Notwithstanding these two serious constitutional errors, I agree with the Court that these errors do not entitle Spisak to relief. As Justice Breyer’s discussion in Part III makes vividly clear, see ante, at 11–14, Spisak’s own conduct alienated and ostracized the jury, and his crimes were monstrous. In my judgment even the most skillful of closing arguments—even one befitting Clarence Darrow—would not have created a reasonable probability of a different outcome in this case. Similarly, in light of Spisak’s conduct before the jury and the gravity of the aggravating circumstances of the offense, the instructional error was also harmless because it did not have a substantial and injurious effect on this record, Brecht v. Abrahamson, 507 U. S. 619, 623 (1993).
Accordingly, I concur in the judgment and concur in the Court’s discussion of prejudice in Part III of its opinion.
Ohio no longer uses the type of jury instructions at issue in this case. In 1996 the Ohio Supreme Court instructed that “[i]n Ohio, a solitary juror may prevent a death penalty recommendation by finding that the aggravating circumstances in the case do not outweigh the mitigating factors.
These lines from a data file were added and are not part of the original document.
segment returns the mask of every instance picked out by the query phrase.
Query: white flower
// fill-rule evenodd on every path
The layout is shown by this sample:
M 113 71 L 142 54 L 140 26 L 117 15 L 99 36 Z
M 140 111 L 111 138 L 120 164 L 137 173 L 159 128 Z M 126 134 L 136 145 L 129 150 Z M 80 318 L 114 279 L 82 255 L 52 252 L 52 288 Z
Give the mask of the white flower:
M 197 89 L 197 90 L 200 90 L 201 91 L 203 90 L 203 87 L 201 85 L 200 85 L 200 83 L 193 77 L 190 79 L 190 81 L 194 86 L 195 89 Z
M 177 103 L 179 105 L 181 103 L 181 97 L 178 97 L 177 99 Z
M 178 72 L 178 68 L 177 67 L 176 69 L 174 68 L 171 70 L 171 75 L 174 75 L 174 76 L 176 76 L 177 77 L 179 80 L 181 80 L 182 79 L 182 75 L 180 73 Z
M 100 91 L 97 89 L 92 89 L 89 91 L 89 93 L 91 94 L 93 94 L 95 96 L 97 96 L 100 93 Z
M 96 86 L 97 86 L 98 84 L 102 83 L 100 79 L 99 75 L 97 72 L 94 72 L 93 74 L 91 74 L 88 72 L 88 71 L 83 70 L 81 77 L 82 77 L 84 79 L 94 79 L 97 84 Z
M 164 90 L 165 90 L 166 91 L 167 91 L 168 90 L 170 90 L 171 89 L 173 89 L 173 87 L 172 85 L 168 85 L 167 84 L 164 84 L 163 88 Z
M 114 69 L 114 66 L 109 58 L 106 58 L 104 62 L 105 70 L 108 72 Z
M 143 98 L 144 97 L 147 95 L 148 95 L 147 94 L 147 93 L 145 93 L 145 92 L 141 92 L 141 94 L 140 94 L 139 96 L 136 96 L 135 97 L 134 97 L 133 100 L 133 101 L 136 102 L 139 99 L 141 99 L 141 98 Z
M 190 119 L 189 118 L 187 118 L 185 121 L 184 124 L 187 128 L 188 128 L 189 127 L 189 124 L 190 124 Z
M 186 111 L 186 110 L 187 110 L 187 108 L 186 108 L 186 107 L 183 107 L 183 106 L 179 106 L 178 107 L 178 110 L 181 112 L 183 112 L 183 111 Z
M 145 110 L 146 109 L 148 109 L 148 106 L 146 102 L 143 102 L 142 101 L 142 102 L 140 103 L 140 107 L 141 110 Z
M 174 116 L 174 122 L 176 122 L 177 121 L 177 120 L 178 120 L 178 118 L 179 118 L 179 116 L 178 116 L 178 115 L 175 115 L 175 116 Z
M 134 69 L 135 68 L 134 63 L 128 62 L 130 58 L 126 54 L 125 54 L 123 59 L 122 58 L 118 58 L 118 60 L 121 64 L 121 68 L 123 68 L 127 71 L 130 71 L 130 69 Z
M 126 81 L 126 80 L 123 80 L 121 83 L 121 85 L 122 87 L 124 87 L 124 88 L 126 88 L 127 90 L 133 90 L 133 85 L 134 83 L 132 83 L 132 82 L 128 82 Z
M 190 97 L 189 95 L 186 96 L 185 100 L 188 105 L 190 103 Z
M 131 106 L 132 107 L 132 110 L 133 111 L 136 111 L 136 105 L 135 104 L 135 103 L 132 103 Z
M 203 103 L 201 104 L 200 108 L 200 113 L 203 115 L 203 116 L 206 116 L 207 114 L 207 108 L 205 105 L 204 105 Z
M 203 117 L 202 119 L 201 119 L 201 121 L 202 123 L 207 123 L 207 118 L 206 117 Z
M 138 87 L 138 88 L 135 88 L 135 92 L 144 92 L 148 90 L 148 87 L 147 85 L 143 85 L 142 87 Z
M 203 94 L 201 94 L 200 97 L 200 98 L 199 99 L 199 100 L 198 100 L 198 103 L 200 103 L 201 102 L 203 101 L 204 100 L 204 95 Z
Jurors from this point forward should be so instructed.” State v. Brooks, 75 Ohio St. 3d 148, 162, 661 N. E. 2d 1030, 1042. Although the Brooks decision signaled a change in Ohio’s capital jury instructions, it was not a change in state law: One juror had the power to prevent a death penalty recommendation before Brooks. See State v. Springer, 63 Ohio St. 3d 167, 172, 586 N. E. 2d 96, 100 (1992) (holding that an offender must be sentenced to life if the penalty-phase jury deadlocks). Thus, consistent with our view that “accurate sentencing information is an indispensable prerequisite to a [jury’s] determination of whether a defendant shall live or die,” Gregg v. Georgia, 428 U. S. 153, 190 (1976) (joint opinion of Stewart, Powell, and Stevens, JJ.), the Ohio high court laudably improved upon the accuracy of Ohio capital jury instructions in Brooks.Footnote 2
Notably, Beck substantially predates Spisak’s trial and thus my application of Beck obviates any discussion on when federal law is established for Antiterrorism and Effective Death Penalty Act of 1996 purposes, see ante, at 3. Regardless, in accordance with the view I expressed in Williams v. Taylor, 529 U. S. 362, 379–380 (2000) (opinion of Stevens, J.), I would conclude that our decision in Mills, decided before Spisak’s conviction became final, is also available to him.Footnote 3
Under Alabama law, the judge conducts a separate penalty-phase proceeding after the jury has returned a conviction on a capital offense. Beck, 447 U. S., at 629. Thus, the jury reasonably believed that its verdict would set the defendant’s punishment at death.Footnote 4
To make matters worse, these graphic and emotionally charged descriptions of Spisak’s crimes were irrelevant under state law even for purposes of the State’s case for aggravating circumstances. See State v. Wogenstahl, 75 Ohio St. 3d 344, 356, 662 N. E. 2d 311, 322 (1996) (“[T]he nature and circumstances of the offense may only enter into the statutory weighing process on the side of mitigation”); see also State v. Johnson, 24 Ohio St. 3d 87, 93, 494 N. E. 2d 1061, 1066 (1986) (explaining that statutory aggravating circumstances should be narrowly construed); Ohio Rev. Code Ann. §2929.04(A) (2006) (identifying 10 aggravating circumstances but not including heinous circumstances of offense).Footnote 5
Counsel did attempt to appeal to the jury’s sense of humanity, perhaps implicitly suggesting that humane people do not condemn others, especially those with mental illness, to death. App. to Pet. for Cert. 339a–341a. But counsel never requested a life sentence on behalf of his client.